Mobile Application Pentesting-Part 3
Insecure Data Storage
PART-2
As we discussed earlier, storing sensitive data as a plain text is completely insecure. This is the second task that shows data leakage risk in Android applications.
username=fakeusername
password=fakepassword
Let’s check the code of InsecureDataStorage2Activity.java to know what is happening.
As you can see, username and password are stored in SQL database name “ids2”.
That means if we read the database file in the application folder, we can find credentials there. let’s get the database file:
# database directory: /data/data/<app-package-path>/databases
adb pull “/data/data/jakhar.aseem.diva/databases/ids2”
“ids2” file exists, I don’t know the reason why it is showing the error.
Solution to solve this error:-
adb shell su
cd /data/data/jakhar.aseem.diva/databases
cp ids2 /data/local/tmp
cd /data/local/tmp
chown shell ids2
Let’s see what is inside ids2
Insecure Data Storage
PART- 3
cat InsecureDataStorage3Activity.java
A temporary file uinfo is created, where the credentials coming from the user input are saved:
cat info-419988827tmp
Insecure Data Storage
PART 4
cat InsecureDataStorage4Activity.java
It indicates that an external storage directory is used to save the credentials, inside a file called .uinfo.txt.
If the application uses the READ_EXTERNAL_STORAGE permission, then it can read the external storage from SD card.
If the application uses the WRITE_EXTERNAL_STORAGE permission, then it has also permission to read the external storage from SD card.
adb shell “cat /storage/emulated/0/.uinfo.txt”
Input Validation Issues
Input Validations Attacks are when an attacker purposefully sends strange inputs to confuse an application. Input validation routines serve as the first line of defense for such attacks. Examples of input validation attacks include buffer overflow, directory traversal, cross-site scripting, and SQL injection.
Part 1- SQL INJECTION
Let’s look at the code.
cat SQLInjectionActivity.java
SELECT * FROM sqliuser WHERE user=’admin’;
SELECT * FROM sqliuser WHERE user=’admin’ or ‘a’=’a’- -;
- -==>There is no space between the dash.
- -means consider anything which comes after- -as a comment.
Input Validation Issues
PART 2-Webview based Vulnerability
Webview is a simply browser content being rendered into a mobile application.
As you can see in above image ,google.com is unreachable because the INTERNET permission has not included in the AndroidManifest.xml.
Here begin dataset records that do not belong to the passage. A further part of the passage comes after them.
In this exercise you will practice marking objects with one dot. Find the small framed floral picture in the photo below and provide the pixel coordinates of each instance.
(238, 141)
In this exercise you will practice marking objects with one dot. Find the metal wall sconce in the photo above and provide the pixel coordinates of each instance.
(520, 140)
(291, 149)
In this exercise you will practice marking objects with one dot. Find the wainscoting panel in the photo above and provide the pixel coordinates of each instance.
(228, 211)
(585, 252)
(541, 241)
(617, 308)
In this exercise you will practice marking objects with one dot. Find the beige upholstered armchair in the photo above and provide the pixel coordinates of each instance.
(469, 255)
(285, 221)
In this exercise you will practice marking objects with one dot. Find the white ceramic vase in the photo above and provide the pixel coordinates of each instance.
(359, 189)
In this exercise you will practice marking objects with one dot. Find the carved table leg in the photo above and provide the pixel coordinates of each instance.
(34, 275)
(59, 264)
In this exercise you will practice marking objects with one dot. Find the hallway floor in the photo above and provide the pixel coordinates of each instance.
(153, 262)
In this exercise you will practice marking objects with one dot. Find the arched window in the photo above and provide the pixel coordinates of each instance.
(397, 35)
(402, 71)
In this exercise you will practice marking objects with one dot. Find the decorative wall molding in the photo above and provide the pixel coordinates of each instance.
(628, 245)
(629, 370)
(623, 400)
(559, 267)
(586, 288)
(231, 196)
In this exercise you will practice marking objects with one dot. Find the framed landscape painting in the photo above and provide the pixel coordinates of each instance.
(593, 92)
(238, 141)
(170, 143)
Using the File protocol, access to the uinfo file can be achieved:
file:///sdcard/.uinfo.txt
Input Validation Issues
Part 3- Buffer Overflow
Typing random string “hello” to check what happen.
The application is using JNI (Java Native Interface), what suggests that the method DivaJni is related to a program written in other language.
Now, let’s explore the source code available at the link:
https://github.com/payatu/diva-android/blob/master/app/src/main/jni/divajni.c
After exploring the source code available at the above link, it is clear that the application is processing user supplied input using strcpy() function.
Lets try giving large input values so buffer will get overflow.
-The problem is that the function strcpy does not check whether the size of the destination’s buffer is large enough to hold the source parameter.
-A consequence of function strcpy bad usage is the corruption of memory or buffer overflow, and eventually the crash of the application.